I was assuming a single non-morally perfect AI as that seems like the most likely outcome of the drive to a single AI to me.
If they are not free of surveillance, then they have not left the society. I think it a preferable world if we can allow everyone to have supercomputers because they are smart and wise enough to use them well.
Still, this is not right. There are plenty of arguments you can give to a paper clipper, such as Kant’s argument for the categorical imperative, or Sidgwick’s argument for utilitarianism, or many others.
I don’t see why we should want to break ties, since it presupposes that our preferred metric judges the different options to be equal. Moreover, your pluralist metric will end up with ties too.
Sure, but that’s not an argument for having pluralism over intrinsic values.
If a single ASI is unstable and liable to collapse, then basically every view would count that as a problem, because it implies destruction of civilization and so on. It doesn’t have anything to do with autonomy in particular.
AI being non-morally perfect doesn’t imply that it would be racist, oppressive, or generally as bad or worse as existing or alternative institutions.
Why should we care about someone’s desire to have a supercomputer which doesn’t get checked for the presence of dangerous AGI...?
I think we want different things from our moral systems. I think my morality/value is complicated and best represented by different heuristics that guide how I think or what I aim for. It would take more time than I am willing to invest at the moment to try and explain my views fully.
Why should we care about someone’s desire to have their thoughts not checked for the presence of malicious genius? They may use their thinking to create something equally dangerous that we have not yet thought of.
Why care about freedom at all?
If I upload and then want to take a spaceship somewhere hard to monitor, will I be allowed to take a super computer, if I need it to perform science?
What is in my pocket was once considered a dangerous super computer.
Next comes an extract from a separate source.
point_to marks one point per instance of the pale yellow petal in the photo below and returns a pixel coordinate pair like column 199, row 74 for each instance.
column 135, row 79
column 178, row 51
The majority of the world is now trusted with it, or at least the benefits of having them out weigh the potential costs.
If you can do that, sure. Some people might have a problem with it though, because you’re probing their personal thoughts.
Because people like being free and it keeps society fresh with new ideas.
Sure. Just don’t use it to build a super-AGI that will take over the world.
That’s because you can’t use what is in your pocket to take over the world. Remember that you started this conversation by asking “How would that be allowed if those people might create a competitor AI?” So if you assume that future people can’t create a competitor AI, for instance because their computers have no more comparative power to help take over the world than our current computers do, then of course those people can be allowed to do whatever they want and your original question doesn’t make sense.
What if there is a very small risk that I will do so, lets say 0.0000001%? Using something like the arguments for the cosmic inheritance, this could be seen as likely causing a certain amount of astronomical waste. Judged purely on whether people are alive, this seems like a no go. But if you take into consideration that the society that stops this kind of activity would be less free, and less free for all people throughout history, this is a negative. I am trying to get this negative included in our moral calculus, else I fear we will optimize it away.